Quelle bombe, le Big Blu, fornite dagli USA sono state massicciamente utilizzate dagli israeliani in quel fazzoletto di terreno dove erano i bunker degli hezbollah, Tiro e la stessa Beirut e dove prenderanno posto per molto tempo le truppe ONU. Lì la presenza di nanoparticelle è omogenea su tutta l’area che presidierà l’ONU a causa della diffusione delle polveri sia a causa del vento che delle stesse esplosioni.
3) Rischio ricostruzione.
E’ il rischio del caso di Sarajevo, dove i nostri genieri nell’ambito di un operazione di ricostruzione Cimic si ritrovarono a spianare senza alcuna protezione un’aerea bombardata dalla Nato ed entrati in contatto con le polveri radioattive, nanoparticelle ed altri contaminanti si ammalarono.

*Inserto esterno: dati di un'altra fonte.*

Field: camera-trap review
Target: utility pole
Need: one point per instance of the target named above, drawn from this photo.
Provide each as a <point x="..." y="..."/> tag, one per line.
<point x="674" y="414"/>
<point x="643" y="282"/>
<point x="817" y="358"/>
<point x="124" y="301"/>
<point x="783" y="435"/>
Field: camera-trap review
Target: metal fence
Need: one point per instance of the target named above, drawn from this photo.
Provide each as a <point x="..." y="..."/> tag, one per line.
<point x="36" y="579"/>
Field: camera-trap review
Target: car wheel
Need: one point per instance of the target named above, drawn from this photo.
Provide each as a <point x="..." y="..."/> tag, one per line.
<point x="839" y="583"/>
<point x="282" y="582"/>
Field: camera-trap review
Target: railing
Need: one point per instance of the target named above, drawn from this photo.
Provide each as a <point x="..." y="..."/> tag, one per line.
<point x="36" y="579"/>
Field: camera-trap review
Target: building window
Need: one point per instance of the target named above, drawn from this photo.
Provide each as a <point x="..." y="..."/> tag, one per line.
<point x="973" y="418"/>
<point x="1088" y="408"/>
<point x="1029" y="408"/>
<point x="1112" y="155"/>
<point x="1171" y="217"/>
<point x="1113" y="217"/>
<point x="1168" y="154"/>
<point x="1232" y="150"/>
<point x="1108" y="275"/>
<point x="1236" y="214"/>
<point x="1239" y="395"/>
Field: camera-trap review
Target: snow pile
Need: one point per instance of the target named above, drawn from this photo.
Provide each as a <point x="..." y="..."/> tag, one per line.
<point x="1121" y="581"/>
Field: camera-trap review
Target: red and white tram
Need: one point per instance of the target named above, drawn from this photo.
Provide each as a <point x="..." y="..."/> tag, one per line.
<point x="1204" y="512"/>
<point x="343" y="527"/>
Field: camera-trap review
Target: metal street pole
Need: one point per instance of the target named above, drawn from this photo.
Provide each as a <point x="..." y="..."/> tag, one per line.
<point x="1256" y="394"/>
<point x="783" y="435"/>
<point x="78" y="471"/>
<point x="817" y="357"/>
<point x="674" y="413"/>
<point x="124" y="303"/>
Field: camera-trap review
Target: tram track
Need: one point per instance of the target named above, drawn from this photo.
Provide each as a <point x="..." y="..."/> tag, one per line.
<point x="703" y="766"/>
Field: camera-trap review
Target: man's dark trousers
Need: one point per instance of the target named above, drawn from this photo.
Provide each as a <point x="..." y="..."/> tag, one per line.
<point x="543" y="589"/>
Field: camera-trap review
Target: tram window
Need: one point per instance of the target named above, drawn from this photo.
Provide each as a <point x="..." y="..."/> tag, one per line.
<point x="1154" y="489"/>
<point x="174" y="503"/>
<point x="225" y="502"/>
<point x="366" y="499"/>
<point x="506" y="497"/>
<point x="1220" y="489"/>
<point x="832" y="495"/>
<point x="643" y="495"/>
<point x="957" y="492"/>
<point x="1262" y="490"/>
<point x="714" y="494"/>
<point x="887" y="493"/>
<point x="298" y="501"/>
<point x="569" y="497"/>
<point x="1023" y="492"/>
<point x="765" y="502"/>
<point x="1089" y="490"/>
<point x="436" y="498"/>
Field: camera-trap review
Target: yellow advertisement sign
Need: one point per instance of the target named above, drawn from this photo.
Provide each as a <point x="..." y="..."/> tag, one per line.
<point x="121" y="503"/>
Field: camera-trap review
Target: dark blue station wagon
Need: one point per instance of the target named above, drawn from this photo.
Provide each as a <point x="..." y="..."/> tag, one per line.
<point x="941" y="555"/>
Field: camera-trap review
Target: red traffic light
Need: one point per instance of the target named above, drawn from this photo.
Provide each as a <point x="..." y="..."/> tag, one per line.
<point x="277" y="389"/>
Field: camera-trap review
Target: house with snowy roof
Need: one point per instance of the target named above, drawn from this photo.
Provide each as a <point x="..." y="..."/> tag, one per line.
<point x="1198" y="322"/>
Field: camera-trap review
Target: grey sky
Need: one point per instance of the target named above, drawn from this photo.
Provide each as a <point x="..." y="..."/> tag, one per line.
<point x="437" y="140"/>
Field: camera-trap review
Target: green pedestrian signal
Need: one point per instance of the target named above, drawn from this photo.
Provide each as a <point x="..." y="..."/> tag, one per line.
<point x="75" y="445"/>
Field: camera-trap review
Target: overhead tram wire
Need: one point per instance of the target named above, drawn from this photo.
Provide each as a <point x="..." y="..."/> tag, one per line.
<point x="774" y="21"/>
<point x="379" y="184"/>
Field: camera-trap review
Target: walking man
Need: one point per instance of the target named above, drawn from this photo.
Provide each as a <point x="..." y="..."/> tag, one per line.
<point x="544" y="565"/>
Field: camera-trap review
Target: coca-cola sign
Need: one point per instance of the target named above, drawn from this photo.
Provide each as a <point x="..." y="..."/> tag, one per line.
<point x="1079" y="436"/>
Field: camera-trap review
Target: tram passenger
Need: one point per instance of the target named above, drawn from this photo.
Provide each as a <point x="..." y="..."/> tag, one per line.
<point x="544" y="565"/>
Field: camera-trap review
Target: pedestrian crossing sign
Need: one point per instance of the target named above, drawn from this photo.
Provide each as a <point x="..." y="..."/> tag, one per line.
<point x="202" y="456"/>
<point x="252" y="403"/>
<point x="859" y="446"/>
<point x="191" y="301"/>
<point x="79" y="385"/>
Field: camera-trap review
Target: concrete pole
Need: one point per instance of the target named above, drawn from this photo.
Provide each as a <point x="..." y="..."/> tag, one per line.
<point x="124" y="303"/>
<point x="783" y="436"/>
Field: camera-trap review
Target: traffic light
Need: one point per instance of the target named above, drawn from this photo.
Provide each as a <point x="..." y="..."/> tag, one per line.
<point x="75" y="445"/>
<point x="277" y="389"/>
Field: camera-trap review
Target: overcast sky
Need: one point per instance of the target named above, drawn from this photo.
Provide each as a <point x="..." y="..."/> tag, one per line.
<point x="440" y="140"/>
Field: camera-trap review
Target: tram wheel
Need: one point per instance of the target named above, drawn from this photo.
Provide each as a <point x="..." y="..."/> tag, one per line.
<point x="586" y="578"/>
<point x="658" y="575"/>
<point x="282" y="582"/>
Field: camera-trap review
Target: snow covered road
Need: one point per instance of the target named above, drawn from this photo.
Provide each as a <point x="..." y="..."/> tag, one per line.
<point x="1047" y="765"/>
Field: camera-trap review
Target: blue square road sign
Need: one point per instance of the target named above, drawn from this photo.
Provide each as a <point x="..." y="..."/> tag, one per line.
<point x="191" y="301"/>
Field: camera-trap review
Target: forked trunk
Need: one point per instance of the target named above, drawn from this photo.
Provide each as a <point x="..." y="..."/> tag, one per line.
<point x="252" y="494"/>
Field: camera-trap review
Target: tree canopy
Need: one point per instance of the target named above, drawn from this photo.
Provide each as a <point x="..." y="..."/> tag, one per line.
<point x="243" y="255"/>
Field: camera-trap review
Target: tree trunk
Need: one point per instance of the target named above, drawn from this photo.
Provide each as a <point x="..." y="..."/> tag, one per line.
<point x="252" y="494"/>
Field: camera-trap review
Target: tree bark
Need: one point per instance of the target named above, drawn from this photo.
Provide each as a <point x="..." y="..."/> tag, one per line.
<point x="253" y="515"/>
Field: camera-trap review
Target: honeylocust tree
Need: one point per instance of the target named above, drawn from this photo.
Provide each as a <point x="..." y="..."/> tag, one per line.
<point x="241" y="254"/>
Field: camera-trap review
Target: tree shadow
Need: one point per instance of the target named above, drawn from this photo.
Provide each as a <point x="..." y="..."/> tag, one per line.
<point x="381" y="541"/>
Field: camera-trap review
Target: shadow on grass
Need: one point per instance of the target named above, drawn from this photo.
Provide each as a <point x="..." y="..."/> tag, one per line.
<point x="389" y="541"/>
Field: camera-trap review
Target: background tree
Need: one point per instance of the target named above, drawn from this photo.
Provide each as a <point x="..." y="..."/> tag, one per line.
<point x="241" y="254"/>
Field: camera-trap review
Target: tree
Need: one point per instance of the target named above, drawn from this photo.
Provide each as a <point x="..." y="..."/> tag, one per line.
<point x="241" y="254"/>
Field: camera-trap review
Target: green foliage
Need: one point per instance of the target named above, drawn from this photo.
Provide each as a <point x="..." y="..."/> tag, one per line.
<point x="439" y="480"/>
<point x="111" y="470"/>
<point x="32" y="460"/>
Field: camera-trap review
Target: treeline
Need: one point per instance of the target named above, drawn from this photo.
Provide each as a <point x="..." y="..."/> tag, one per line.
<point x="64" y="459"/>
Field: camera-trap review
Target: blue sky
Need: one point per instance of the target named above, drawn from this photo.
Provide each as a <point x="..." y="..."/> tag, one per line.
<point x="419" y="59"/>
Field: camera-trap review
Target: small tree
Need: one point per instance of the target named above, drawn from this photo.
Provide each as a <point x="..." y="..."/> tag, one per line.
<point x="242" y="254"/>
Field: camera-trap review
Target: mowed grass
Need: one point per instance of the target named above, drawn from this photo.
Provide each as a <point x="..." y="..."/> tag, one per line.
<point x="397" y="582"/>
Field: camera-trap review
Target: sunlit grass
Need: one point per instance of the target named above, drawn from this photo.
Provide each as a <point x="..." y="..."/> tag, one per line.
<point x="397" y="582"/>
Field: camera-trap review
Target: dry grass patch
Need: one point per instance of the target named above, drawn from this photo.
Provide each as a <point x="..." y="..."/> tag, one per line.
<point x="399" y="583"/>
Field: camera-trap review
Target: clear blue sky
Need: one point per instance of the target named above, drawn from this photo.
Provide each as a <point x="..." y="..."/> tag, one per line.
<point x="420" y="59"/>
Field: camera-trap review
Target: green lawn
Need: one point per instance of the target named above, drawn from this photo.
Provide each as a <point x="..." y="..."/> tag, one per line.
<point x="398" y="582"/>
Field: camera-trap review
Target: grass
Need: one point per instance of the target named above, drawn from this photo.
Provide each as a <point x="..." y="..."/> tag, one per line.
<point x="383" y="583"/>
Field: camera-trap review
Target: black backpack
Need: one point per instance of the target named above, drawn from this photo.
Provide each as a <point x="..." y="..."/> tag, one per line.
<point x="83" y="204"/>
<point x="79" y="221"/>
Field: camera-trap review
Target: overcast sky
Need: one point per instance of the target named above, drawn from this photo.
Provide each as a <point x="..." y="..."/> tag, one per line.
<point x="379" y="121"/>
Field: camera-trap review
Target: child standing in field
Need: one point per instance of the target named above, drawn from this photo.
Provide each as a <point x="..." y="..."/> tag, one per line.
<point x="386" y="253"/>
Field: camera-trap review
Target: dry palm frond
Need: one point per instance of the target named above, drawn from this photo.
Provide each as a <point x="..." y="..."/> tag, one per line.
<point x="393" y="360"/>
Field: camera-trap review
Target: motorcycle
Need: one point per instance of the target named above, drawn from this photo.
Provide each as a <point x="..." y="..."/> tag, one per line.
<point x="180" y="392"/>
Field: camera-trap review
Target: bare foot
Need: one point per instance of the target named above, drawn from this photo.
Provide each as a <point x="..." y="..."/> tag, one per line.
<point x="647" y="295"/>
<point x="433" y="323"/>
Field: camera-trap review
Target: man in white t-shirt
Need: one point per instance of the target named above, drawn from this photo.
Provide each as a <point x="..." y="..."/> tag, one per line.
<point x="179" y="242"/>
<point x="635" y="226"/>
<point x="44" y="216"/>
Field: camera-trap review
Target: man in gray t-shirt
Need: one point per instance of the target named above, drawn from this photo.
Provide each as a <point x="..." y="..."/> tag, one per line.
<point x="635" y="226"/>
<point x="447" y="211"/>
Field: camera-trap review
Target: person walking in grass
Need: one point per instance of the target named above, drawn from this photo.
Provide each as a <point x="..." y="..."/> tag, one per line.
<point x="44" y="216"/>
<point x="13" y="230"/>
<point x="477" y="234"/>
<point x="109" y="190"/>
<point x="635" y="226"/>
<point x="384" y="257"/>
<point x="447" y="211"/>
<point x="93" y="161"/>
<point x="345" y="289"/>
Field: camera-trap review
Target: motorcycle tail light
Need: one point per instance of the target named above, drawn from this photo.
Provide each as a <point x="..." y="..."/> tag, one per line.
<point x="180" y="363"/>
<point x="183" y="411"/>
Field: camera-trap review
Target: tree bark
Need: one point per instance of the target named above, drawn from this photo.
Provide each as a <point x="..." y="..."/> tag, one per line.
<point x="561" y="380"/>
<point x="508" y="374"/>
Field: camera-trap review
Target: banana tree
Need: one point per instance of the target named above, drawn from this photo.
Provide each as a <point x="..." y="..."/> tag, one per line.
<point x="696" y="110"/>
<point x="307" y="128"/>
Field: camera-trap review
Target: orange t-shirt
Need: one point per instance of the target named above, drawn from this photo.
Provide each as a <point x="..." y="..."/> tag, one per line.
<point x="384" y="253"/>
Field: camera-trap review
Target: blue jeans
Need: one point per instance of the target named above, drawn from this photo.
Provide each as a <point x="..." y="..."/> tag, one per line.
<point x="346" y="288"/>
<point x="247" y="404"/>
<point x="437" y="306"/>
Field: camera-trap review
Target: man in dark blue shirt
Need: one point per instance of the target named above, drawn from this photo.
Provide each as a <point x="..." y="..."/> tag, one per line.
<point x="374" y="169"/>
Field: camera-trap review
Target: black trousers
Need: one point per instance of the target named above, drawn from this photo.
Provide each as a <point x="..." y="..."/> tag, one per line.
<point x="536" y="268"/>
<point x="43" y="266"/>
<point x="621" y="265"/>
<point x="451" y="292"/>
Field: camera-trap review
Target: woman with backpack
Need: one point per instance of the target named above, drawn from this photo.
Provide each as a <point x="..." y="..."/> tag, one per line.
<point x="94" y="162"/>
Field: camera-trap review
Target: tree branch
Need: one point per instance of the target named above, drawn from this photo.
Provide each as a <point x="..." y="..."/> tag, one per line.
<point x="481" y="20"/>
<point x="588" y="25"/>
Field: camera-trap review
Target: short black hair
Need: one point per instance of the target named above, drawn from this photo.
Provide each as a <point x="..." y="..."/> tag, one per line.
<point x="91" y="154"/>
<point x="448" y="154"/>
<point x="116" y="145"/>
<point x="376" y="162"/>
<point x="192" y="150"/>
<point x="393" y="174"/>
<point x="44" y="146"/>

Non è il caso che prima di gettarsi a capofitto sull’affare ricostruzione Libano vengano esaminati tutti i rischi che correranno militari e civili che saranno impegnati in quelle opere?
Ricordiamo infine il rischio amianto e come la lavorazione “dell’Eternit”, chiusa in Italia, sia proseguita negli anni 90 proprio in Libano, dove con essa fu rifatta l’intera rete fognaria ed idrica dopo la guerra civile e che ora è stata gravemente colpita nel corso dei bombardamenti israeliani aggiungendo un altro fattore di rischio.
In questo intreccio di responsabilità da interessi delle multinazionali inquinanti e di in complesso militar-industriale sempre più potente riusciremo mai a sapere le vere cifre in costo di vite umane distrutte o malate per sempre, ma anche di territori un tempo paradisi dell’Eden e culla di civiltà meravigliose ed ora ridotti a deserto e macerie inquinanti?